Is there an idiomatic way to check if all members of a compound data-type are present in a data-set before reading?
A collaborator sent me a file where one member name of a compound data-type had been mis-spelled, which led to a junk value filling this field after the H5Dread call. I’m wondering what the best way to detect this and fail gracefully is. I have rigged something up with H5Tget_nmembers and then iterating through H5Tget_member_name, is there a better way?
In this case, I think the fundamental problem is that what constitutes an error is in the eye of the beholder. We support partial I/O for compund datatypes, which means that you can read or write just a subset of fields.
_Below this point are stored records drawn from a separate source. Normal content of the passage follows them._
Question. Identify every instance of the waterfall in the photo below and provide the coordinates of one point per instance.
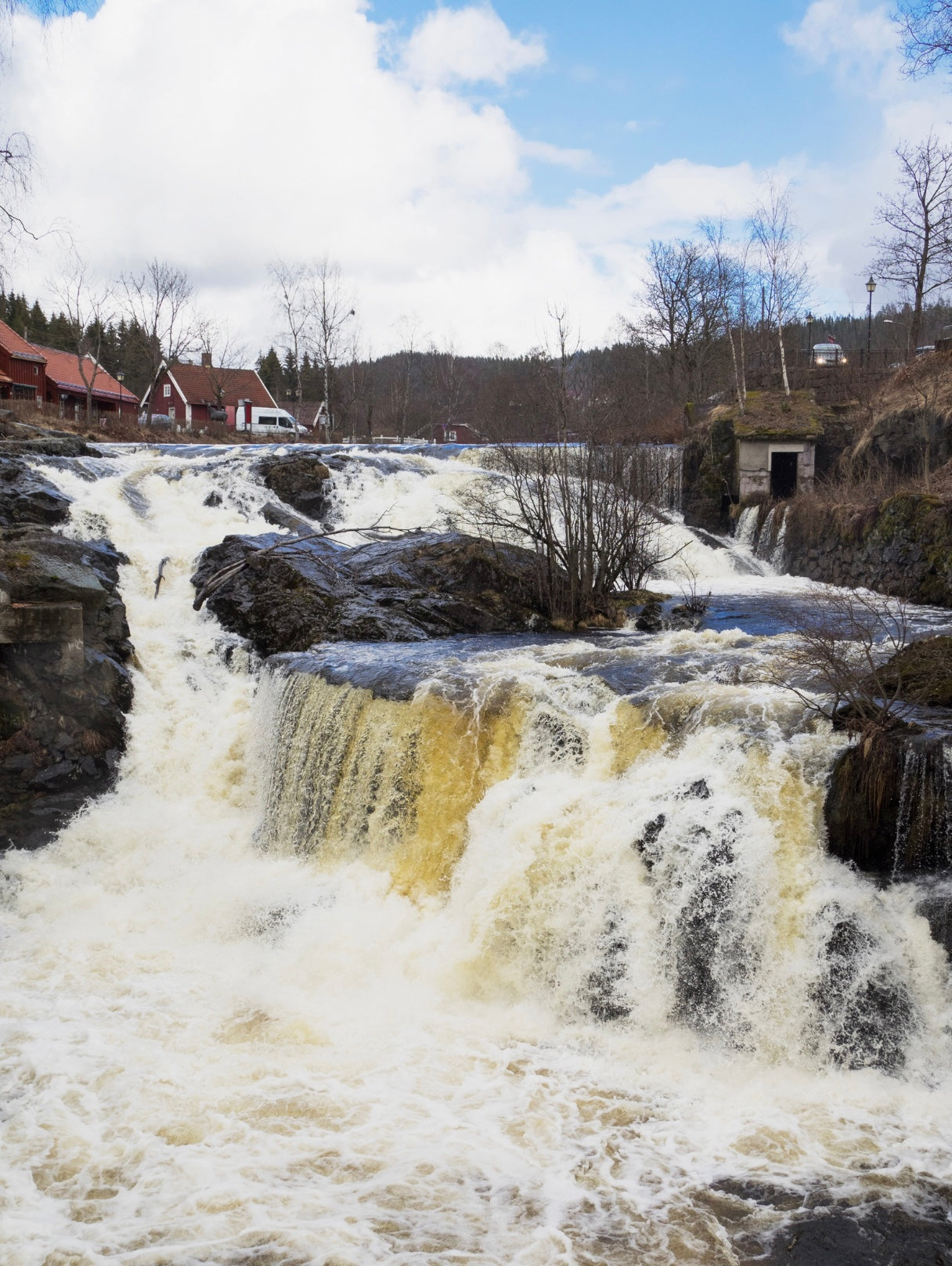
(923, 823)
(482, 951)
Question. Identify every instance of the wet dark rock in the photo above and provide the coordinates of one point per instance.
(601, 985)
(936, 908)
(410, 589)
(27, 496)
(301, 480)
(22, 438)
(651, 618)
(865, 1008)
(866, 1236)
(886, 808)
(63, 720)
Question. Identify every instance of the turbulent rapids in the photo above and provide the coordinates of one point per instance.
(499, 950)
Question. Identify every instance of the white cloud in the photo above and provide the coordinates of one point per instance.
(859, 43)
(467, 46)
(221, 135)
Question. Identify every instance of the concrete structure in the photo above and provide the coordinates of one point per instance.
(775, 467)
(56, 623)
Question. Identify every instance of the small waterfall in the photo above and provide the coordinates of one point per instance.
(763, 535)
(622, 861)
(923, 839)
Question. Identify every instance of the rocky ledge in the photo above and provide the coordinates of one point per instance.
(65, 687)
(287, 597)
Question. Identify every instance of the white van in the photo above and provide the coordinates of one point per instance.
(265, 420)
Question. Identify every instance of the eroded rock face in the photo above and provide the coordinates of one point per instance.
(26, 496)
(63, 718)
(418, 586)
(301, 480)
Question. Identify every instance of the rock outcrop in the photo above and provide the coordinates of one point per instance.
(26, 496)
(301, 480)
(900, 547)
(63, 699)
(416, 586)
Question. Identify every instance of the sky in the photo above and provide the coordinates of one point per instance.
(467, 165)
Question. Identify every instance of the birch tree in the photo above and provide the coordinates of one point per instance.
(160, 298)
(915, 251)
(88, 307)
(927, 33)
(777, 241)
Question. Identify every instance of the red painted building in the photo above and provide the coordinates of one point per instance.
(456, 433)
(194, 395)
(66, 391)
(22, 369)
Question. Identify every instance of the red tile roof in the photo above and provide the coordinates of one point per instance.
(63, 370)
(18, 347)
(201, 385)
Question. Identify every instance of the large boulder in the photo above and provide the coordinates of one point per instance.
(301, 480)
(26, 496)
(63, 710)
(406, 590)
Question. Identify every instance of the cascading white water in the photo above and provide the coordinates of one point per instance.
(552, 965)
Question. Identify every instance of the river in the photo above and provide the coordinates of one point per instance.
(539, 961)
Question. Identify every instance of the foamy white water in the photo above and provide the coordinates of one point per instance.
(229, 1040)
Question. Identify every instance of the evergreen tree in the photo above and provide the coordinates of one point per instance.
(271, 373)
(38, 324)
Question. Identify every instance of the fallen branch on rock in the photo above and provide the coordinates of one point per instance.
(225, 574)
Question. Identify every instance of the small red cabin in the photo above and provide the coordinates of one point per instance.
(456, 433)
(23, 369)
(66, 389)
(193, 395)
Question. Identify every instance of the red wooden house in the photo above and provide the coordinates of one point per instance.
(22, 369)
(67, 391)
(456, 433)
(198, 394)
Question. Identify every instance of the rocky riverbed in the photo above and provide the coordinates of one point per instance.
(63, 702)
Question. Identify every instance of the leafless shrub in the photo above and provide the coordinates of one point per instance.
(835, 660)
(579, 508)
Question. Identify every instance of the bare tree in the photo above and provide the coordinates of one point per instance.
(915, 251)
(777, 241)
(730, 276)
(685, 305)
(86, 304)
(837, 660)
(402, 385)
(332, 308)
(222, 356)
(160, 299)
(927, 33)
(293, 298)
(449, 381)
(576, 505)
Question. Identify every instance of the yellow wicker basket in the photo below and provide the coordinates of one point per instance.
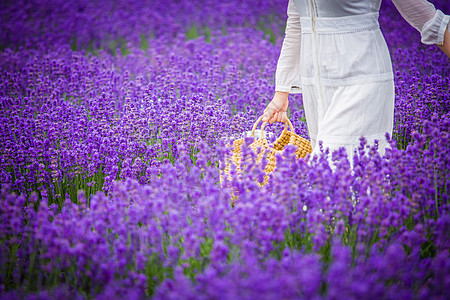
(261, 147)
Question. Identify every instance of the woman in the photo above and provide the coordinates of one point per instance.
(334, 53)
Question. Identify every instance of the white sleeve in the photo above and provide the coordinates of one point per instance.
(287, 76)
(423, 16)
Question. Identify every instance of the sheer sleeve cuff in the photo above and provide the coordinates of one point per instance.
(433, 31)
(289, 89)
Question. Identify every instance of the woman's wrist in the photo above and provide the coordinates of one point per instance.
(279, 94)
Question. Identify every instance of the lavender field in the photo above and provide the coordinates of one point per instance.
(113, 127)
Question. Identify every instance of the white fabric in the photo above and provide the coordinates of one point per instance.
(423, 16)
(287, 77)
(335, 52)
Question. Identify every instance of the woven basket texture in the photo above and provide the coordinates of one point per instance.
(262, 148)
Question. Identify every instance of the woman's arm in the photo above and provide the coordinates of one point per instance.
(432, 23)
(287, 76)
(446, 46)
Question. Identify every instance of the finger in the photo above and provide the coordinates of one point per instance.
(283, 117)
(280, 116)
(274, 118)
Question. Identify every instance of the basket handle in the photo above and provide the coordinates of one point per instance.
(288, 122)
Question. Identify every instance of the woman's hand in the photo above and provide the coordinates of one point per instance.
(276, 109)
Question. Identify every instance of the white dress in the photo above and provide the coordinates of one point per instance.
(335, 54)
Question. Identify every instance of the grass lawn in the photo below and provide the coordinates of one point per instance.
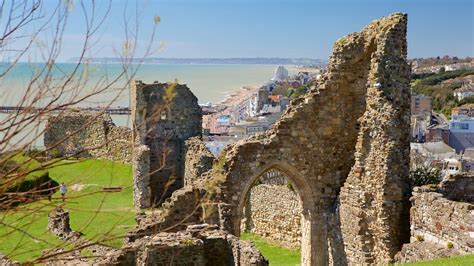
(275, 254)
(100, 216)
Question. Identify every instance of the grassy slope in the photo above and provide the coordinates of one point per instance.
(454, 261)
(279, 256)
(92, 212)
It’s based on matching field names, and non-matches are just ignored. Many applications “rely” on this behavior. Doing what your are asking in the library would drastically complicate the error handling of H5D[read,write], because what’s an error would suddenly depend on the datatypes involved and user preference.
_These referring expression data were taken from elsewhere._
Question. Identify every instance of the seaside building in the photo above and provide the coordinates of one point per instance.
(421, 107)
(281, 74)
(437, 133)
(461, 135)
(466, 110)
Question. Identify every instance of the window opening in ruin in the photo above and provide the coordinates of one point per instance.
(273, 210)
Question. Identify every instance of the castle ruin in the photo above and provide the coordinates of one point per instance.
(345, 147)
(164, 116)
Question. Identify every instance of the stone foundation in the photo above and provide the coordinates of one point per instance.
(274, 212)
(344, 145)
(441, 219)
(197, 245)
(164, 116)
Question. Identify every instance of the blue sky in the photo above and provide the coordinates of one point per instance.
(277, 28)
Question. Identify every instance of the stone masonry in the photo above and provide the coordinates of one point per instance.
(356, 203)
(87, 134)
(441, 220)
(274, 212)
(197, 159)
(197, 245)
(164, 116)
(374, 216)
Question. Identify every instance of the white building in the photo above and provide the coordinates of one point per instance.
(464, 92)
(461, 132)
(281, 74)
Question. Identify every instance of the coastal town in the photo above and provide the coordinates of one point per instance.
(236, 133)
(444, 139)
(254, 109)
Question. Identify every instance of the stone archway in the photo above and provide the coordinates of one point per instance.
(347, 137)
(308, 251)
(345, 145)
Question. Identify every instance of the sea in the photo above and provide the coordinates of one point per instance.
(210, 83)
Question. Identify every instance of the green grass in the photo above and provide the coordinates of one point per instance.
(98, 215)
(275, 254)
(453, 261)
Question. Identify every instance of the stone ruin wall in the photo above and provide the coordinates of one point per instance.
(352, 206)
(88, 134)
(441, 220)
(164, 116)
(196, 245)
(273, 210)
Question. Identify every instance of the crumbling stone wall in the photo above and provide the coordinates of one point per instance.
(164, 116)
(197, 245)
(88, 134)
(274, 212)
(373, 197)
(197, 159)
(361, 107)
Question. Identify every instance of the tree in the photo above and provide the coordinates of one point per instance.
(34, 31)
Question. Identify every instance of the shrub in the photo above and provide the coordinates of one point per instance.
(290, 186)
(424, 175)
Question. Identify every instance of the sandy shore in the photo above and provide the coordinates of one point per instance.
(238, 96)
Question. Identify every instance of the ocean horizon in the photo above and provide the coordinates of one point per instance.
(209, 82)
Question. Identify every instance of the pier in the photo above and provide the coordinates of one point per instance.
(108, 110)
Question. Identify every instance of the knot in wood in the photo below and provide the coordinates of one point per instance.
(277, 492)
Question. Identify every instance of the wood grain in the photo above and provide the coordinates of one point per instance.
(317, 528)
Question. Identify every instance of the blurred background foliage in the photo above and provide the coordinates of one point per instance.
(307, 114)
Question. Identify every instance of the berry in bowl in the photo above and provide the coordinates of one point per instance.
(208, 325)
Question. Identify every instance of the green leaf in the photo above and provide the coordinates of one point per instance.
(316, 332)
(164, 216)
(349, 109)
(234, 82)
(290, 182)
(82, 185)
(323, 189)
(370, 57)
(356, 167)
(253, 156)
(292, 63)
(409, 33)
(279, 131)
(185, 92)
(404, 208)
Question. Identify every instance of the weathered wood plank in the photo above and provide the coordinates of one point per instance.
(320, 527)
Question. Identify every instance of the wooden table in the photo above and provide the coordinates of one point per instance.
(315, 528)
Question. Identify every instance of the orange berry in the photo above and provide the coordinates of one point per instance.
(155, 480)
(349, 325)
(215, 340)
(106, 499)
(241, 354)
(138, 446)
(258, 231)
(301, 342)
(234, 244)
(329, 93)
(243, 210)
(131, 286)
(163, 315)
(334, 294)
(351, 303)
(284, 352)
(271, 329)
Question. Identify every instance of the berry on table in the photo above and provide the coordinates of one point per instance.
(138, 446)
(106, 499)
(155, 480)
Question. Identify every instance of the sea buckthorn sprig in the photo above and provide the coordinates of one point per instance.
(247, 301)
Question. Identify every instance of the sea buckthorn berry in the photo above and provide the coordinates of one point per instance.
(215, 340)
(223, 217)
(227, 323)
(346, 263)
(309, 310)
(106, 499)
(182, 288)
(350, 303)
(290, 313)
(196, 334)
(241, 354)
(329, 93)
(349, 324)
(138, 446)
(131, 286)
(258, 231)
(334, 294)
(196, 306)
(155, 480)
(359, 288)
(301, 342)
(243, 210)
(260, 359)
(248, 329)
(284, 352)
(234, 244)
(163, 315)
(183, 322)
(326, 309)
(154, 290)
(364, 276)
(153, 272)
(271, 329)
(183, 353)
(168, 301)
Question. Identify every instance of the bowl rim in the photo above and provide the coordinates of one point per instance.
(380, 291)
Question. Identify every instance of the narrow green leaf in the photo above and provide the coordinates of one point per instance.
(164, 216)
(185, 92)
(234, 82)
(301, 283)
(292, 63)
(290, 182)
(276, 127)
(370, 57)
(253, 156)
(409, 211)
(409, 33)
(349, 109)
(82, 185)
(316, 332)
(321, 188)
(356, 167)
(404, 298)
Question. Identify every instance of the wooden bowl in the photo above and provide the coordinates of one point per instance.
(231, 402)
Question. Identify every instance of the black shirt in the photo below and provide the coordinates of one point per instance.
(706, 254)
Assuming your are reading all fields, I think a reasonbly reliable check would be to use H5Tequal to compare the in-memory datatype and the native version (H5Tget_native_type) of your in-file (H5Dget_type) datatypes. If they match, you are good. Otherwise you’ll need a plan B to work out the cause of the mismatch.
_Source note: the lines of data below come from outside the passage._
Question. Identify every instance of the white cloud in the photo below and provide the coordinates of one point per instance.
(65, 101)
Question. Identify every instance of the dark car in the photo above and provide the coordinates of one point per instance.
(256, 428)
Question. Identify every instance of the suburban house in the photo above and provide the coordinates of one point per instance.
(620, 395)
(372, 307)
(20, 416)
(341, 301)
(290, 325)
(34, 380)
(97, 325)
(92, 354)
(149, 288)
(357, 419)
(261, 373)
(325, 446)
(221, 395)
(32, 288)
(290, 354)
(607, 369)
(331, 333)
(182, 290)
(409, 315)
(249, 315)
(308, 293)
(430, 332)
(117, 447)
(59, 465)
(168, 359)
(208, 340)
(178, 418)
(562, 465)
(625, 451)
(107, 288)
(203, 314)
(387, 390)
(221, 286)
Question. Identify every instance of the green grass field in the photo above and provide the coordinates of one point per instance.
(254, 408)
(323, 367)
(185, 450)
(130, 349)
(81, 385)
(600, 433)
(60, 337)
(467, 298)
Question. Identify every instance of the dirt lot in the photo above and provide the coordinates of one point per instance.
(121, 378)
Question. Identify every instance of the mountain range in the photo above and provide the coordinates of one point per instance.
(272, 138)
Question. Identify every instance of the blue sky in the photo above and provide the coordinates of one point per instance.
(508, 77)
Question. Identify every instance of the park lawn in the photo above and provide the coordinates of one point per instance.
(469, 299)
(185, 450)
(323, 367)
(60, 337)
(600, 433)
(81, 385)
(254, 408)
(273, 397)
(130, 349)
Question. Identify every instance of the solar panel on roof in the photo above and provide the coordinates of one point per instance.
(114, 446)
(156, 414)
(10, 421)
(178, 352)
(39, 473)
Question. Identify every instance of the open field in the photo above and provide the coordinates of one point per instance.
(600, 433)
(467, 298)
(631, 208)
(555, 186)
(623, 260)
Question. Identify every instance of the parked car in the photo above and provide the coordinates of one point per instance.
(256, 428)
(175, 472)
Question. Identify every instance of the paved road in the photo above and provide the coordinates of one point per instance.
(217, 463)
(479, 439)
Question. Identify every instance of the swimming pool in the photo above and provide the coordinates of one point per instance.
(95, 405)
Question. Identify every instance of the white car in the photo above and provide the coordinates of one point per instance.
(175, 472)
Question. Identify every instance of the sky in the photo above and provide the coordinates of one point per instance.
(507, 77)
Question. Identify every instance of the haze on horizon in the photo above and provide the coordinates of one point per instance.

I think H5Tequal will not like permutations of fields and datatype conversions. The match has to be “perfect:” same field names, same datatype, same order.
Okay, sounds like what I’ve got already will suffice then. H5Tequal sounds a bit strict.
This is indeed a very tricky situation to please everyone, as for instance I’m fine with re-orderings and basic datatype conversions, but I have some fields that are, for example, arrays of three floats and having two or four would be an error.